The Unthinking Majority
With another contribution to the quality that is the Capitol Square Crapper, CommieTommie Harkin put his name to an OpEd piece.
Harkin: Constitution's Framers did not envision a 60-vote supermajority
The Ragister allows CommieTommie to justify the changes in the U.S. Senate filibuster rules.
Harkin even harps, as a member of the Senate minority, I first introduced a proposal to reform the filibuster.
It's easy to propose change, whether in the minority or majority, when you know there's no chance for change and the scientific community is united in that fact.
What's telling is Harkin's 2005 reaction, when Republican's were in control and the discussion was about a rule change to obtain an up or down vote on President Bush's judicial nominees.
CommieTommie cried it was, "the end of the Senate as we know it" because it would dash the protections that the Senate has always afforded lawmakers in the minority and, by extension, their constituents.
Hyperbole from a hypocrite.
CommieTommie cites the vision of Framer's of the Constitution for his argument.
The Framer's did not envision a full time CONgress either.
Our American Founding Fathers had envisioned serving in Congress as a part-time job. Citizen legislators would come to Washington a few weeks in the winter (before the beginning of the planting season, because many were active farmers) and tend to the nation's business before going back home to attend to their own business.

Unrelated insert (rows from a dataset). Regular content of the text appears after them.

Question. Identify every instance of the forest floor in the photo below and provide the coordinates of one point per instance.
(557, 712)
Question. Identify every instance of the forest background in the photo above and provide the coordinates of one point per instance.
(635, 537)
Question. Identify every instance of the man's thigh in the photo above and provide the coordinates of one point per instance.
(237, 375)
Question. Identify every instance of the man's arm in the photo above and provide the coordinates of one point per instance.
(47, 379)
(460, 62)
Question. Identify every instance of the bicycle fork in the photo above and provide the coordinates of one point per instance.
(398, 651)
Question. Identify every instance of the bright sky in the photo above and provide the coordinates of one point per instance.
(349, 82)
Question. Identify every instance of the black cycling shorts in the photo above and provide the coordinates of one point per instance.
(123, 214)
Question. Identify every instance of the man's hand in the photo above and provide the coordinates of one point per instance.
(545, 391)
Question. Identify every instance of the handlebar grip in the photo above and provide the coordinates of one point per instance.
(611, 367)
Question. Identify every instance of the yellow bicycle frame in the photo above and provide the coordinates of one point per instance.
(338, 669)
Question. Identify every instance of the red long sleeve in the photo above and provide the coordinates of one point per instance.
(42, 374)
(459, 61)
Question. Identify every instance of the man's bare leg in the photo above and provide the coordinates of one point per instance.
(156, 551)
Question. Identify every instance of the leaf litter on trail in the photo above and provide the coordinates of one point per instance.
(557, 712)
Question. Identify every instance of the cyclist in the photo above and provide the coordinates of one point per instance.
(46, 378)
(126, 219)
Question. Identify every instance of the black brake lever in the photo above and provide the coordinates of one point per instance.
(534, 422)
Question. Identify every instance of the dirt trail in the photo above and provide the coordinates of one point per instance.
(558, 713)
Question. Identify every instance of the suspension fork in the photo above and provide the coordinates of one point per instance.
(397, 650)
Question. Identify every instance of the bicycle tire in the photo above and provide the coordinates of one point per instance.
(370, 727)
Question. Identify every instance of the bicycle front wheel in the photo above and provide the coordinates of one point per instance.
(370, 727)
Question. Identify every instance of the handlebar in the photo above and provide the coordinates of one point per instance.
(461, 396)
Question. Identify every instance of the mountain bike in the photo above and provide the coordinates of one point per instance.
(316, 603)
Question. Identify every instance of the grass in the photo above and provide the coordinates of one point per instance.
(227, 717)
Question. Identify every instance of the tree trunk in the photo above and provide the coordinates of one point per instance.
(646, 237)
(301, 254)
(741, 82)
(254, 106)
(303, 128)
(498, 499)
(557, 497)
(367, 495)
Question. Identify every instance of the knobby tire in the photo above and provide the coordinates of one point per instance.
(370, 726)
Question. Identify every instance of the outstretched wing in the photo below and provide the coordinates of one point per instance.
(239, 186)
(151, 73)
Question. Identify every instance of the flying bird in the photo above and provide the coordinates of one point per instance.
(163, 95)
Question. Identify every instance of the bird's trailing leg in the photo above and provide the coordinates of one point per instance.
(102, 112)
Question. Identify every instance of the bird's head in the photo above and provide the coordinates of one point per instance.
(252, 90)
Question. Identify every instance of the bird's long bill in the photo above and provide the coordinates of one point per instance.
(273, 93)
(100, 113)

In the days of earliest America, Roger Sherman of Connecticut — a signer of the Declaration of Independence — understood the positive aspects of a part-time national legislature. At the Constitutional Convention in 1787, he opined that "Representatives ought to return home and mix with the people. By remaining at the seat of government, they would acquire the habits of the place, which might differ from those of their constituents."
From 1789 to 1815, members of Congress couldn't afford to stay year-round in Washington because they were paid so poorly. Senators and representatives made just a few dollars a day. In 1815, they began receiving $1,500 a year salary. In 1855 that doubled. By 1935, they were making $10,000 a year. But most members of Congress still needed day jobs.
Even into the 1960s, members of Congress "were out of session about as much as they were in, and they had almost no personal and committee staffers assigned to them unless they were senior and powerful," says Larry Sabato, an American history professor at the University of Virginia and director of the university's Center for Politics. It wasn't until the 1970s that members of Congress began seeing their positions as year-round commitments.
The place became packed with lawyers, like Harkin, in the 1970s and that is why you get salaries of $174,000 and legislation you have to pass so that you can find out what is in it.